Concert

Programme Guide

With Métaboles, Henri Dutilleux created a set of variations of brilliantly orchestrated orchestra pieces in which the maverick and grand old man of French modernism kept “pondering the mysterious and fascinating world of continual transformations”. In terms of construction, the work, composed in 1964 and commissioned by the Cleveland Orchestra, is a virtuoso concerto for orchestra in which the various instrumental sections (woodwinds, strings, brass and percussion) consecutively come to the fore.

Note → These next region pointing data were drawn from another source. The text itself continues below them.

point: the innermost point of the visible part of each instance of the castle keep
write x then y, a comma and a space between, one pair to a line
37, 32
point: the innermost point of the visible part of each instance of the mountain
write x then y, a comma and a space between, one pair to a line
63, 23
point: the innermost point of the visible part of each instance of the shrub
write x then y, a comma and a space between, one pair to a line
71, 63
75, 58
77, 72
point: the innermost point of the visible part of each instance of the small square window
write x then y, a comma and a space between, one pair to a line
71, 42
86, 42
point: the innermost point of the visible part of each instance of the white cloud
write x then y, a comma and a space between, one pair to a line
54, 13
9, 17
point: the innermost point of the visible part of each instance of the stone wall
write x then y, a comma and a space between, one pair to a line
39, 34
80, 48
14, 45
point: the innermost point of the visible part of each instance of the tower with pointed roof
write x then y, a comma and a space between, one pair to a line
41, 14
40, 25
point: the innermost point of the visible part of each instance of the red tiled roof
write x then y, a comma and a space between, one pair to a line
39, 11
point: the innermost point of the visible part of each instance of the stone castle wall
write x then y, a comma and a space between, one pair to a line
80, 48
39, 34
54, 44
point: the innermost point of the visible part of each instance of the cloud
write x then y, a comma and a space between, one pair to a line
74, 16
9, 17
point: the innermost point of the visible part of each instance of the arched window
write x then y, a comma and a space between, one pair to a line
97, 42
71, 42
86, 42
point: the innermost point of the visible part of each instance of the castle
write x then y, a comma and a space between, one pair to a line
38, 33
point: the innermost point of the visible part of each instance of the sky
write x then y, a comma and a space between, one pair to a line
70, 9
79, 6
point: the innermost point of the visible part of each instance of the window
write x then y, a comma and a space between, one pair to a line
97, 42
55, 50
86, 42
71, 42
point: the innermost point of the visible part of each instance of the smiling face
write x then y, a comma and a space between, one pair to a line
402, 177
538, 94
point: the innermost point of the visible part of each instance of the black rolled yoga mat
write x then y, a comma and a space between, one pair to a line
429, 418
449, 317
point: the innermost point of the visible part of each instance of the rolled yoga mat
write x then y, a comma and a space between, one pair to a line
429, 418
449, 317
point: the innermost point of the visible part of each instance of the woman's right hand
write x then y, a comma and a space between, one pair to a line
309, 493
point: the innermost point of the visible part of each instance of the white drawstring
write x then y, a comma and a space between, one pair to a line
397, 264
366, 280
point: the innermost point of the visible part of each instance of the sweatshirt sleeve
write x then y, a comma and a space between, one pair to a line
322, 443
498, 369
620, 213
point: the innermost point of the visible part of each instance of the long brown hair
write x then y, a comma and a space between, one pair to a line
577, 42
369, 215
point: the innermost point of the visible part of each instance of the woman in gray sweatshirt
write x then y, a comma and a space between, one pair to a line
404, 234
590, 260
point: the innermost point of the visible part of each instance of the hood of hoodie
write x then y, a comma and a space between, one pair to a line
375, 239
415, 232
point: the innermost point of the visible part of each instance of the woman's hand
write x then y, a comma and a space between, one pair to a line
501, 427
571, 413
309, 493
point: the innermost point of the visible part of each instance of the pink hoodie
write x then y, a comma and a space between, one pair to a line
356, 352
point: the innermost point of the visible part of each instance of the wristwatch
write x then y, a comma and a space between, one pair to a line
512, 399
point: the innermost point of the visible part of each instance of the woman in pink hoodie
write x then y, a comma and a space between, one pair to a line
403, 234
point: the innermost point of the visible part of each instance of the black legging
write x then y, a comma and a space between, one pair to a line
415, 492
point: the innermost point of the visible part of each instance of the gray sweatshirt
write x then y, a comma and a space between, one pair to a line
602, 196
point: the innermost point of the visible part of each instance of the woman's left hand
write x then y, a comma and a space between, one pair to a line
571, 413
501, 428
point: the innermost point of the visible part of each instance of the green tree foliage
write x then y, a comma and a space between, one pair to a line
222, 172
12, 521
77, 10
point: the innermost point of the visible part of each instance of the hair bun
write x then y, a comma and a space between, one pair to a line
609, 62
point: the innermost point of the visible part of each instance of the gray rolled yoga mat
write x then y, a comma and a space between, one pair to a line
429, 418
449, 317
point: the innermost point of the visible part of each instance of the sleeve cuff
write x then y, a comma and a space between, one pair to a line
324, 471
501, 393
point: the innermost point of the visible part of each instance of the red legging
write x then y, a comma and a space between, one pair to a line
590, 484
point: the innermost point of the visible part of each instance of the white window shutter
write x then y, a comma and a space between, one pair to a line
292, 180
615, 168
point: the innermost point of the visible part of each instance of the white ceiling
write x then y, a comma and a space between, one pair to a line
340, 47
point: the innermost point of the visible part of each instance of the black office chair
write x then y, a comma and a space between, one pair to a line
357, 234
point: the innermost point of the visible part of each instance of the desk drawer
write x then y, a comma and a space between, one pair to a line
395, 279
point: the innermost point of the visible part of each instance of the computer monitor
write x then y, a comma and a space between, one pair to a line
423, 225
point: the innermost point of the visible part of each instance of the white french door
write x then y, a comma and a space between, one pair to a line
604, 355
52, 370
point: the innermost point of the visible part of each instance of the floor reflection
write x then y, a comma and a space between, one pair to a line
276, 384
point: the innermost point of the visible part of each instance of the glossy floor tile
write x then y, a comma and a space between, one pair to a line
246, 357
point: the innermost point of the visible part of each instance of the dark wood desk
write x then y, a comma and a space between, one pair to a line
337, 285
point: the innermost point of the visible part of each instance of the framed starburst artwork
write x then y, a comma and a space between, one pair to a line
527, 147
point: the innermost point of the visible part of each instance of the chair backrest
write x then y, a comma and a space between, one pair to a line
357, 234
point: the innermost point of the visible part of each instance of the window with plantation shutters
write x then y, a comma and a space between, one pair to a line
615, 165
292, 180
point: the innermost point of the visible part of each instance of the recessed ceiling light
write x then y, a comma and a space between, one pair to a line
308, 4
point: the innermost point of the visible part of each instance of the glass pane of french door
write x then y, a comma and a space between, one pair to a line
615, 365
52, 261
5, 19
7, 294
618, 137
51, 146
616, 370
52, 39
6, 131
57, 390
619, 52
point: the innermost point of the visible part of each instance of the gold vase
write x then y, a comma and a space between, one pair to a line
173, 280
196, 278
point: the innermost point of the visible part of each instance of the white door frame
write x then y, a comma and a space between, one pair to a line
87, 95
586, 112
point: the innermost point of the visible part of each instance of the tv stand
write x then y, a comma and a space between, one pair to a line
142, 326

In Witold Lutosławski’s cello concerto, in which the Hungarian cello virtuoso Miklós Perényi is the soloist, the cellist is, in contrast, the protagonist of the musical events. The piece, which shimmers between impressionist scintillation and expressive outbursts, by a composer who was stigmatised as a formalist in Stalinist Poland, addresses the relationship between the individual and society “in a kind of duel” (Lutosławski) where the outcome seems open. In contrast, the interplay of the varying musical forces in Schumann’s Second Symphony reaches its triumphal conclusion in the finale.

In the process, the manifold musical ideas of that movement, as Ernst Gottschald already rightly observed in the Neue Zeitschrift für Musik, “are linked together with an intrinsic spiritual bond.” So it comes as no surprise that Schumann’s contemporaries – after the successful premiere of the work on 5 November 1846 – declared him the worthy successor to Beethoven.